Column: If anything, women soccer stars deserve more pay than their male counterparts

This world just isn’t the same as it used to be.

For multiple reasons women are present in the workforce now more than ever before; yet despite all the hard work they’re putting into their jobs, the wage gap between men and women persists.

The statistic is shocking: on average, women are only making 76 cents for every dollar made by men. It may not seem like much, but look at that number through the context of 40 hours of work — a typical week’s worth — at a $10 per hour job. A man will have made $400, while his female counterpart will only have made $304.

This is one of the greatest examples of gender discrimination that still exists in the present day, and it’s an issue affecting even some of the most well-known women in the country: the U.S. Women’s Soccer Team. Five members of the team are suing U.S. Soccer’s governing board on allegations of wage discrimination.

The women are the literal best team in the world, as decided by the 2015 World Cup. The tournament’s entire prize pool was worth $15 million, and for their victory the women earned only $2 million. In stark contrast, the U.S. men’s team, who was knocked out in the first round of their most recent World Cup appearance, took home $9 million of the $576 million.

So what’s this all about? Why exactly is the women’s team, who very obviously out-performed the men’s team, being paid so much less?

A lot of people toss the word “revenue” into the argument. Since men bring in more revenue — over four-year World Cup cycles, at least, but the women’s World Cup win made them the real breadwinners in 2015 — for U.S. Soccer than women do, perhaps that justifies the wage gap a little. If one employee was securing more customers than another employee and making more money for their boss, wouldn’t the employee bringing in more customers deserve some sort of reward?

Maybe, but this isn’t actually the case in all sports. In figure skating, a sport in which women bring in more revenue than men, prize money is distributed equally among the genders for the sake of fairness. The sport’s pay isn’t determined by revenue differences between genders.

U.S. Soccer should absolutely treat the Women’s National Team the same way — if not better, since the women actually out-performed the Men’s National Team.

Another argument against the women is popularity. Since sports have historically been viewed as a male activity, men’s teams have always had larger fanbases than women’s teams and should benefit monetarily from that discrepancy.

The 2015 Women’s World Cup, however, broke the record for most-watched soccer match in the U.S., for men or women. The argument that women get paid less because their sport is less popular just doesn’t hold up. While it may be true in other sports that women don’t draw as much viewership as their male counterparts, women’s soccer currently seems to be more popular in the U.S. than men’s. If you think it’s all about popularity, you’re going to need a new argument to justify paying these women drastically less.

No matter the argument proposed as a defense of U.S. Soccer for its wage gap, it just isn’t possible to justify the current size of that gap. The men didn’t even make it through the first match of their tournament, and Americans have never tuned in to watch the men’s team with the numbers that watched the women in 2015, yet they’re being paid millions of dollars more?

It’s absolutely unfair.
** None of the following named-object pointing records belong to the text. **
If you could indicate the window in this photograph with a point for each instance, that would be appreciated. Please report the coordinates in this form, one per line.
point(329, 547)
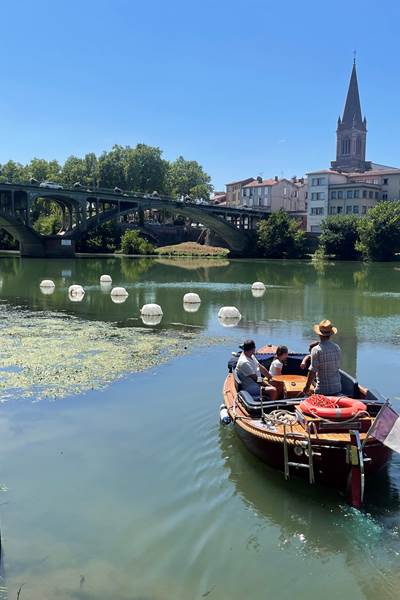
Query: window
point(318, 181)
point(346, 146)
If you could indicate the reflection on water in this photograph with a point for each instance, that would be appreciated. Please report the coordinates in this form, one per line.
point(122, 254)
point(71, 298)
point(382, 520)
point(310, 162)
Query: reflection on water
point(135, 492)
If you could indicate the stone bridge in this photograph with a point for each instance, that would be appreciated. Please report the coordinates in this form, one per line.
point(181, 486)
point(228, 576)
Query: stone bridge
point(85, 209)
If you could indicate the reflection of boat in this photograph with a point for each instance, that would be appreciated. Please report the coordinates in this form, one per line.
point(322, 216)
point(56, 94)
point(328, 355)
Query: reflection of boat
point(332, 451)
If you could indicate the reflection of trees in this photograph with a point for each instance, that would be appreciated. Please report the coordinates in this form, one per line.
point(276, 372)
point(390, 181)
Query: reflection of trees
point(316, 522)
point(133, 268)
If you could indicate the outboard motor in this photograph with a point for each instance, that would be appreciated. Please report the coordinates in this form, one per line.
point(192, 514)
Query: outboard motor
point(224, 417)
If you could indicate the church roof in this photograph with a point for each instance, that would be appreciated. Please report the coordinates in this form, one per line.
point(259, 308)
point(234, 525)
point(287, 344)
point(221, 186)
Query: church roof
point(352, 109)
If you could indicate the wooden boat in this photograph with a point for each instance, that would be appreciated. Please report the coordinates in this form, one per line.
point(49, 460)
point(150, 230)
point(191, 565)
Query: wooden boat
point(331, 452)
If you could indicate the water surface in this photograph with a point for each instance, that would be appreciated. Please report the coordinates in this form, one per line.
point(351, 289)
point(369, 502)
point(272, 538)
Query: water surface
point(134, 491)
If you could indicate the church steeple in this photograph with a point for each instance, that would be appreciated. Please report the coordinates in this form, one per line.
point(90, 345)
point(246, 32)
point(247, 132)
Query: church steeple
point(352, 109)
point(351, 132)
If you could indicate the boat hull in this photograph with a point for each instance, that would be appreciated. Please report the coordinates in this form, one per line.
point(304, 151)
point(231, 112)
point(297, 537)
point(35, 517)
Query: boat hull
point(331, 462)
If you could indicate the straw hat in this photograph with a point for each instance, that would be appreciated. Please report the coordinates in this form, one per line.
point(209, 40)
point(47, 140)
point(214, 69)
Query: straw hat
point(325, 328)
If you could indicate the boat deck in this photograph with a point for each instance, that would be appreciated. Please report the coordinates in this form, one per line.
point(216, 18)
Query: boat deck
point(295, 433)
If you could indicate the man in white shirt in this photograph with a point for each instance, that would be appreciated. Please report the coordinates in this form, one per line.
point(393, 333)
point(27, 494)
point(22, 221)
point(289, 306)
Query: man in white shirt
point(250, 372)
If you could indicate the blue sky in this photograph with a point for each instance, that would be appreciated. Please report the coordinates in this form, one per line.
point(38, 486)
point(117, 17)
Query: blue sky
point(244, 87)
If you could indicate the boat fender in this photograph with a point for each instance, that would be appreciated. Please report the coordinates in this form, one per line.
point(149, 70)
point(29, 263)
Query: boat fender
point(224, 415)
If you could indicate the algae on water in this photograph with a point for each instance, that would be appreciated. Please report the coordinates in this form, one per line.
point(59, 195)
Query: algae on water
point(52, 355)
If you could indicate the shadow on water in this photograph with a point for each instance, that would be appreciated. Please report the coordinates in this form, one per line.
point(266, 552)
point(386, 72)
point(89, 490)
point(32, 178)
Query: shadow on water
point(316, 521)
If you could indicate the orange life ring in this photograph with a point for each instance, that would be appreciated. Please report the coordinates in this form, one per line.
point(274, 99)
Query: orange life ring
point(332, 407)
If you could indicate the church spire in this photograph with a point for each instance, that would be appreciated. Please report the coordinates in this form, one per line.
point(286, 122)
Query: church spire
point(351, 132)
point(352, 110)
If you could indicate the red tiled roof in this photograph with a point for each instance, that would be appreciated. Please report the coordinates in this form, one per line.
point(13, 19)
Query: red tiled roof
point(240, 181)
point(264, 182)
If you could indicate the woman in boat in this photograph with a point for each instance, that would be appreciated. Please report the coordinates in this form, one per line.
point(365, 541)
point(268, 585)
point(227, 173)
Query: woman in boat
point(277, 364)
point(325, 362)
point(249, 371)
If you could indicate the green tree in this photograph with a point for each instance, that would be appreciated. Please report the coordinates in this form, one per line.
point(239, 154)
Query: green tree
point(112, 168)
point(339, 236)
point(280, 236)
point(379, 231)
point(132, 243)
point(82, 170)
point(13, 172)
point(145, 169)
point(187, 177)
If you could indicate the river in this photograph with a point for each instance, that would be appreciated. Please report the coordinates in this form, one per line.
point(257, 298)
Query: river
point(117, 481)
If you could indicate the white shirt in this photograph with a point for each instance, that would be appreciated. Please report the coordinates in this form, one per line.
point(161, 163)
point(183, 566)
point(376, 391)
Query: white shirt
point(276, 367)
point(245, 367)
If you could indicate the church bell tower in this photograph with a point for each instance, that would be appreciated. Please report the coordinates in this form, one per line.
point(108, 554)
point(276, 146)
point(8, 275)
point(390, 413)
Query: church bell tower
point(351, 133)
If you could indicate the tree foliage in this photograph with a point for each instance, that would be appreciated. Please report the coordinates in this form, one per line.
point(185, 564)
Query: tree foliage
point(132, 243)
point(280, 236)
point(187, 177)
point(141, 168)
point(339, 236)
point(379, 231)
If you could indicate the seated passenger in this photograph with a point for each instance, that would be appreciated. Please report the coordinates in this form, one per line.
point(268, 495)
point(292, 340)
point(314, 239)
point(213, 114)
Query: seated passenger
point(276, 366)
point(306, 362)
point(249, 372)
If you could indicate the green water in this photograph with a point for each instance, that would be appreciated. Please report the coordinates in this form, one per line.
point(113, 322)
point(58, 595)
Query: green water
point(131, 490)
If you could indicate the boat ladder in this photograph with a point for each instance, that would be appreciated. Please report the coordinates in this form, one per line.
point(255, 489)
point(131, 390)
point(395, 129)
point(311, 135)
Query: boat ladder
point(309, 453)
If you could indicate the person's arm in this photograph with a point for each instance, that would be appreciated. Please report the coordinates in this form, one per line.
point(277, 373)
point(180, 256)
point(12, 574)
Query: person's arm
point(313, 370)
point(305, 362)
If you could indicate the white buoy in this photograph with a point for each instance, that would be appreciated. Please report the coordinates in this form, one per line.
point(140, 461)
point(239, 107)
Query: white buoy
point(119, 299)
point(119, 292)
point(191, 306)
point(106, 279)
point(76, 290)
point(151, 310)
point(105, 286)
point(151, 319)
point(257, 292)
point(191, 298)
point(73, 297)
point(47, 283)
point(258, 285)
point(229, 316)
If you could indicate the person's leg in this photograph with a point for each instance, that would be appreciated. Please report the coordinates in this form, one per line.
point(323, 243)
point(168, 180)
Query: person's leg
point(271, 392)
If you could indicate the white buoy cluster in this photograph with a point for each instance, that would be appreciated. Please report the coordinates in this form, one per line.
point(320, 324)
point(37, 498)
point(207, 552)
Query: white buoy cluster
point(47, 287)
point(229, 316)
point(191, 302)
point(152, 314)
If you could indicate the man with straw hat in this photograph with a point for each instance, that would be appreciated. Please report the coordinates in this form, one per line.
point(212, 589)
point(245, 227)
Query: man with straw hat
point(325, 362)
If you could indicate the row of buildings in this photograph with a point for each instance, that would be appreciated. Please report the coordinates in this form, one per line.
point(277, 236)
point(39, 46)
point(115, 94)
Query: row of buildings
point(351, 186)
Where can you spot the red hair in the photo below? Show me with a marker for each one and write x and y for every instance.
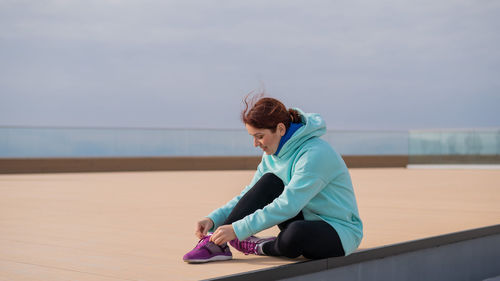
(266, 113)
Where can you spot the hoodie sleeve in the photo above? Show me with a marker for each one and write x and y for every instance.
(219, 215)
(311, 173)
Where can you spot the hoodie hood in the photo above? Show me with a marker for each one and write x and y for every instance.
(313, 126)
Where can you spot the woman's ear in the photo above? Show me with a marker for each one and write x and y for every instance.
(281, 129)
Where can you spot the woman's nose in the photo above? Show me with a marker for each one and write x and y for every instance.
(255, 142)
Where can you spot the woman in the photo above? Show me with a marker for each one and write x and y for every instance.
(302, 185)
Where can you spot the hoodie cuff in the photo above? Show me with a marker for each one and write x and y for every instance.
(242, 230)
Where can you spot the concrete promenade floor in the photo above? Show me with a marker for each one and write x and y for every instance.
(137, 225)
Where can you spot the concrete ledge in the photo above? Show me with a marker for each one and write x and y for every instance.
(71, 165)
(467, 255)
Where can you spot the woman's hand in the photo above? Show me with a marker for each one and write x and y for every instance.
(223, 234)
(202, 227)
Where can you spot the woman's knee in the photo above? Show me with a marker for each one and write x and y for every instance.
(290, 240)
(270, 183)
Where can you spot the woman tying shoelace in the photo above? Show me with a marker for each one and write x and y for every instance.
(302, 185)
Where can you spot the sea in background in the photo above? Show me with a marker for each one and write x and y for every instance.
(52, 142)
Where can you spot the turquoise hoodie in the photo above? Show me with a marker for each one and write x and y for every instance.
(317, 183)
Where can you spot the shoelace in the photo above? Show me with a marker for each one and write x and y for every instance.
(249, 247)
(200, 243)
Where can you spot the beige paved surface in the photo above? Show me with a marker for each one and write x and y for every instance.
(137, 226)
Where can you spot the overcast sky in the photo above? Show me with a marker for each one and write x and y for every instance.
(386, 64)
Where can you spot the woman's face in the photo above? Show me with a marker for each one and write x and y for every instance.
(266, 139)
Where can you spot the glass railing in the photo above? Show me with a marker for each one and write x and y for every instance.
(454, 147)
(24, 142)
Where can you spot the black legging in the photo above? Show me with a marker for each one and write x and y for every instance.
(312, 239)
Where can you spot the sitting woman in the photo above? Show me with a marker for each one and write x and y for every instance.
(301, 185)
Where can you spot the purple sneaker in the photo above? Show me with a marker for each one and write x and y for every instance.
(249, 245)
(206, 251)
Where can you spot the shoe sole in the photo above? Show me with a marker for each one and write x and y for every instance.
(214, 258)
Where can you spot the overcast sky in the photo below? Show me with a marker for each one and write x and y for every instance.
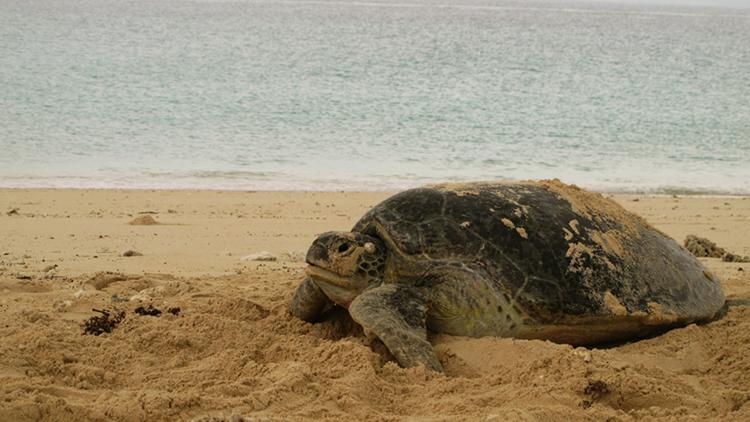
(733, 3)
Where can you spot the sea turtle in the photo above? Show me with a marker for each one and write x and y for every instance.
(532, 260)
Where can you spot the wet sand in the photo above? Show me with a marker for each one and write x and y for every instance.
(233, 350)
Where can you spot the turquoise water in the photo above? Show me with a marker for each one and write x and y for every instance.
(373, 95)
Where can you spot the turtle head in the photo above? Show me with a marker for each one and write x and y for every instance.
(344, 264)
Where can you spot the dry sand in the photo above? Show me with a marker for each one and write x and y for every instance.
(234, 351)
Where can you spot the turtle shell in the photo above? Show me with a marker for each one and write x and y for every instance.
(558, 251)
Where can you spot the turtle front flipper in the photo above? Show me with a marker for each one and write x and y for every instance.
(397, 315)
(309, 302)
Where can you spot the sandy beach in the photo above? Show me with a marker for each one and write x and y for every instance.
(229, 348)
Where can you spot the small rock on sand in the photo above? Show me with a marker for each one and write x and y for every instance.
(260, 256)
(702, 247)
(144, 220)
(730, 257)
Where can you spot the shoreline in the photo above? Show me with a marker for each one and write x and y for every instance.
(208, 231)
(231, 348)
(609, 193)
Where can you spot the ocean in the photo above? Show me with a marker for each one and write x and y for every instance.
(373, 95)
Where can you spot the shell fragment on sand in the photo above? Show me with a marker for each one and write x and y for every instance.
(260, 256)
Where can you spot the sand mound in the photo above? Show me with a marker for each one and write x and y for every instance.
(233, 350)
(704, 248)
(143, 220)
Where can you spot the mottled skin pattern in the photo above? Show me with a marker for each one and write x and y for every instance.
(522, 260)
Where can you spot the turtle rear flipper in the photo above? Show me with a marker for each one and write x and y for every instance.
(309, 302)
(396, 314)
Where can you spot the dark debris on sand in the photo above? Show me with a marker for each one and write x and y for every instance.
(147, 311)
(104, 323)
(595, 390)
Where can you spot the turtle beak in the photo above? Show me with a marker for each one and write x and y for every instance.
(317, 255)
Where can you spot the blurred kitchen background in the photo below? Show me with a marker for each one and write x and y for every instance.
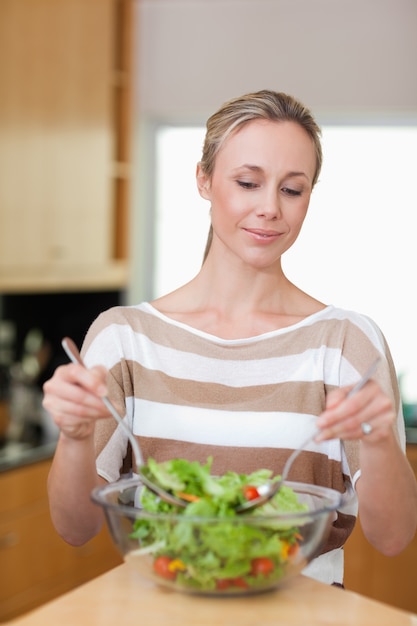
(102, 112)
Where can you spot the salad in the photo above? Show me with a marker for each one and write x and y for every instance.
(195, 549)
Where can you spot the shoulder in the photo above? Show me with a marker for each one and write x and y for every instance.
(113, 326)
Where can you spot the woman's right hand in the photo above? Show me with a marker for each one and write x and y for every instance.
(73, 398)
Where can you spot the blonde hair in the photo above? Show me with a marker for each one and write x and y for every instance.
(267, 105)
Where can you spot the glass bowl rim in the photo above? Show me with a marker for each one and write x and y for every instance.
(335, 501)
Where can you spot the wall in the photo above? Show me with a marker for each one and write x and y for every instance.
(345, 59)
(336, 55)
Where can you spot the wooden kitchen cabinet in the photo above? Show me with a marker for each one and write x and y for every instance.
(65, 79)
(36, 564)
(387, 579)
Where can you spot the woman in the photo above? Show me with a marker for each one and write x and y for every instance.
(239, 363)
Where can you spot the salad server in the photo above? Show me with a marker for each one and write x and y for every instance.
(74, 355)
(267, 491)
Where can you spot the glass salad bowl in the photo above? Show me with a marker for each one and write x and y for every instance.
(193, 550)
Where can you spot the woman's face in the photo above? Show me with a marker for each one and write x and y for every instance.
(260, 190)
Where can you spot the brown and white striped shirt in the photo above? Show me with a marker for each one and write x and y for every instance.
(246, 402)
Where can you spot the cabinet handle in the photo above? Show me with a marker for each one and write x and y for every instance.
(9, 540)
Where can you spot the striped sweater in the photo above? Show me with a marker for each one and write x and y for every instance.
(246, 402)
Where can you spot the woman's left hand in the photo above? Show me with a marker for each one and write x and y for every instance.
(368, 415)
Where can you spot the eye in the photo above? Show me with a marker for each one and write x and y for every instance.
(247, 184)
(291, 192)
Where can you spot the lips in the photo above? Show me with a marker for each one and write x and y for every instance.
(260, 233)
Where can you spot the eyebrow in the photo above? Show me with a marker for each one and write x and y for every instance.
(257, 168)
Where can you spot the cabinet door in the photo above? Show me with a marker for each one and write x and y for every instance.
(56, 133)
(36, 564)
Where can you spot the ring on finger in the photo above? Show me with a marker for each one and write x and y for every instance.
(366, 428)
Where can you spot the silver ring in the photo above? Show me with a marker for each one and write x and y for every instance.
(366, 428)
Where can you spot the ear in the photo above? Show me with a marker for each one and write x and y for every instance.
(203, 183)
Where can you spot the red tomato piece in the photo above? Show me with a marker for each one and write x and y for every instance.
(262, 566)
(161, 567)
(250, 492)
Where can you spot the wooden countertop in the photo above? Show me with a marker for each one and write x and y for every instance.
(122, 596)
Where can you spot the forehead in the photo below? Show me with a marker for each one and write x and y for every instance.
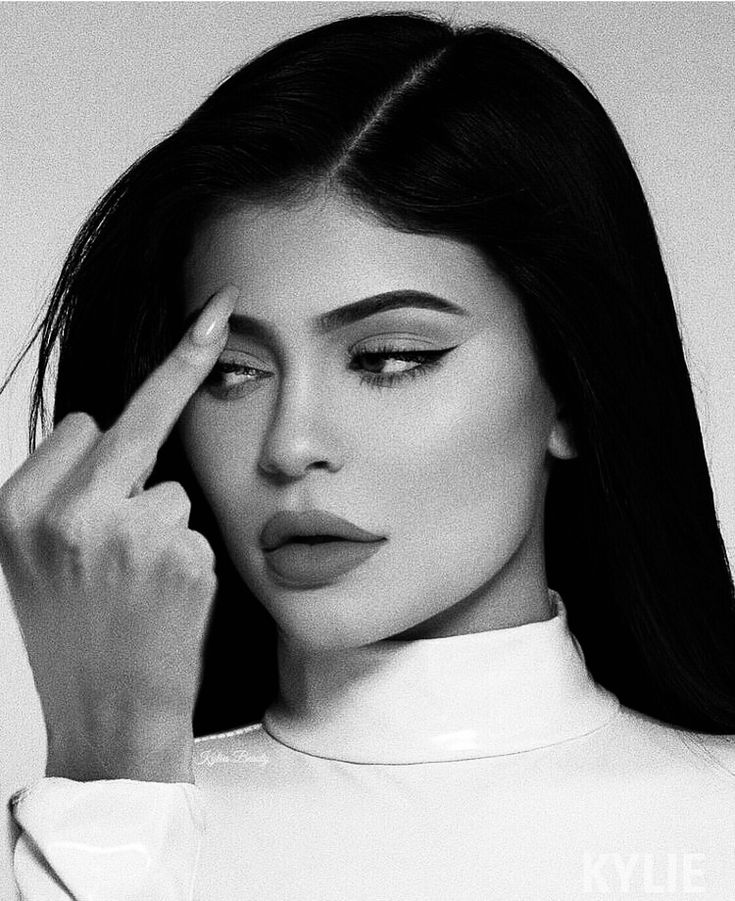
(326, 253)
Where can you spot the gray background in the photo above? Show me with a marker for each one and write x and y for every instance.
(85, 88)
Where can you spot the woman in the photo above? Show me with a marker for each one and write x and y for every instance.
(381, 198)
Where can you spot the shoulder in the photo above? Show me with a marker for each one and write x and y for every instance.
(238, 745)
(674, 749)
(719, 749)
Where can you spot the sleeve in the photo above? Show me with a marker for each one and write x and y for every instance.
(107, 840)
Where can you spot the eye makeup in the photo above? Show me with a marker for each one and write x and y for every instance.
(220, 385)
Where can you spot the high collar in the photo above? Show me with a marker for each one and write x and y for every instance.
(457, 697)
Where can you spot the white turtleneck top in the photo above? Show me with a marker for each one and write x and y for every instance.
(465, 768)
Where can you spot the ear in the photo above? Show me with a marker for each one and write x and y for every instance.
(561, 442)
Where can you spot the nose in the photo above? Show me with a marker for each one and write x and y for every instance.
(300, 437)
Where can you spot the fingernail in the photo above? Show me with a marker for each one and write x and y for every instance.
(212, 322)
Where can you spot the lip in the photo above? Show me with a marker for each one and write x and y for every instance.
(310, 566)
(287, 524)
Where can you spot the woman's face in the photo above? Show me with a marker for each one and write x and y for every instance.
(448, 461)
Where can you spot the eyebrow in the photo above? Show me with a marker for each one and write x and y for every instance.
(353, 312)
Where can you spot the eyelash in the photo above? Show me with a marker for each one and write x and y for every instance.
(427, 360)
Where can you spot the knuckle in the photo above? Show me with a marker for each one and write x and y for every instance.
(175, 498)
(64, 528)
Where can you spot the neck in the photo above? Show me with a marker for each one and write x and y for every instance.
(461, 696)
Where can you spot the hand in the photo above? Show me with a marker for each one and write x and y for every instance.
(111, 588)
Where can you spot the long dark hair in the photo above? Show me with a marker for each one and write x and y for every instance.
(477, 133)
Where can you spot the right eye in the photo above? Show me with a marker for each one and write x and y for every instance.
(227, 377)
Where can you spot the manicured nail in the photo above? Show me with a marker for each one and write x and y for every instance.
(212, 322)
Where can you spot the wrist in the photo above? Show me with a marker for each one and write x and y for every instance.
(152, 751)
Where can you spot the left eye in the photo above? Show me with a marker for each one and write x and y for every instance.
(222, 379)
(426, 360)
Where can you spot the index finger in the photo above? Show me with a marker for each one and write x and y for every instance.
(131, 445)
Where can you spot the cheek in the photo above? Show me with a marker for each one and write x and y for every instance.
(476, 444)
(216, 455)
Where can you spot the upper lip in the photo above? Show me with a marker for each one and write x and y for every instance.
(287, 524)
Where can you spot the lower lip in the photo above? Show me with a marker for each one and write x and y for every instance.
(309, 565)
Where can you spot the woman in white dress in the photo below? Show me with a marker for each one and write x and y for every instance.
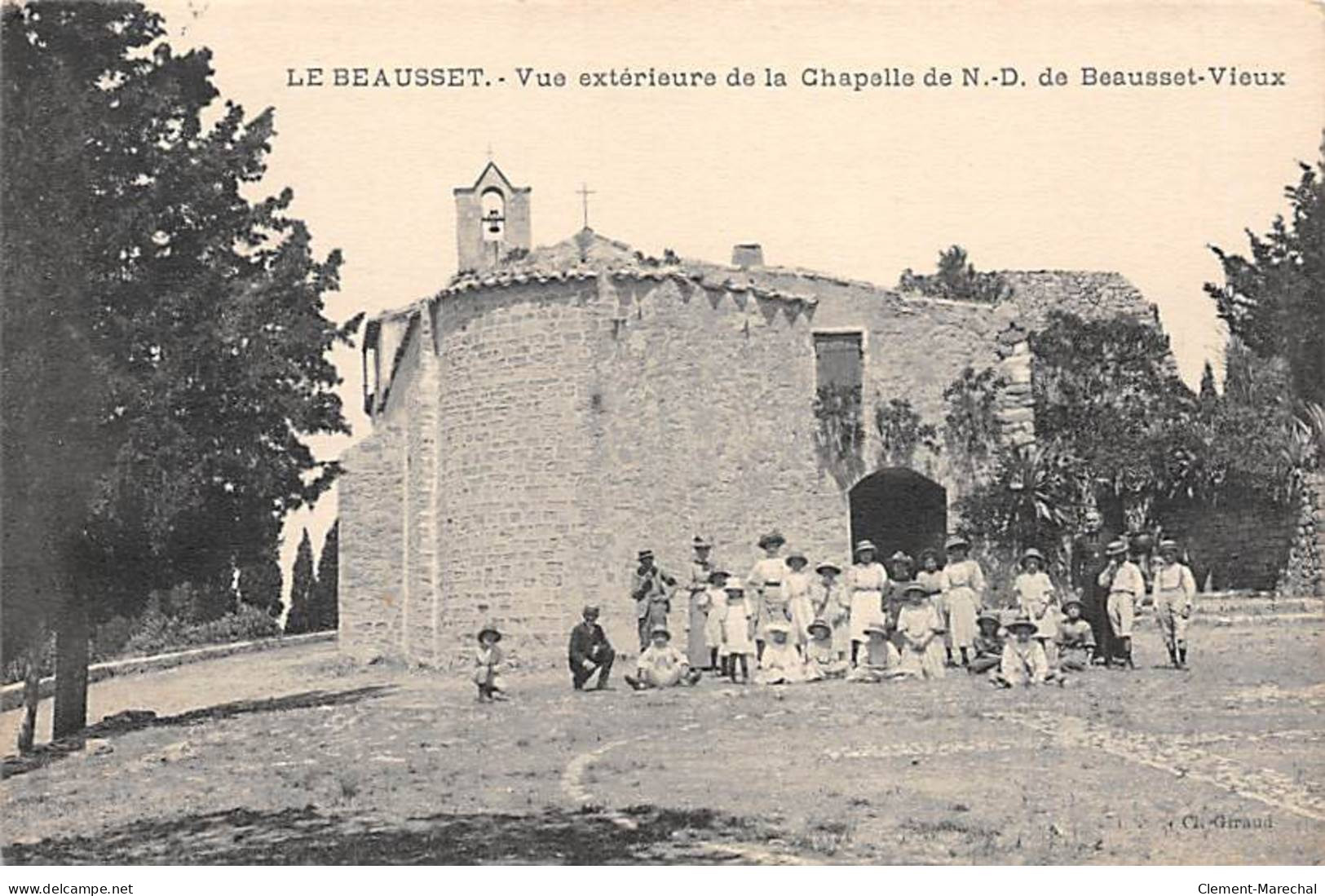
(964, 591)
(865, 584)
(798, 586)
(1038, 602)
(920, 629)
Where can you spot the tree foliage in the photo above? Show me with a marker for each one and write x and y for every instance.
(326, 590)
(901, 432)
(165, 334)
(957, 279)
(1275, 300)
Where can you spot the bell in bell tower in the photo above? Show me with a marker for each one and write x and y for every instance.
(492, 219)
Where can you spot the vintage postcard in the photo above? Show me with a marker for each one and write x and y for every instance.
(664, 434)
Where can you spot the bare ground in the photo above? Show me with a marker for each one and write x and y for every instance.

It’s absolutely discrimination.

Women have been fighting for centuries for equality. Even when a female does something with a higher degree of success than a male, there are people who refuse to acknowledge my gender for its success. There will always be people who think the most successful woman is worth less than the least successful man.

I’ll never agree with those people.

If a woman is going to go out there, put in the education or effort that it takes to excel in life, and does excel, she should not be paid any less than a man who does the same thing. If a woman like Carli Lloyd is going to score a goal from midfield and help bring her team to victory in the World Cup, then for goodness’ sake, she deserves to be paid a wage at least equal to that of a male soccer player.

It’s as simple as that. If a woman is performing just as well — if not better — than a man, she should be making just as much — if not more — money than a man.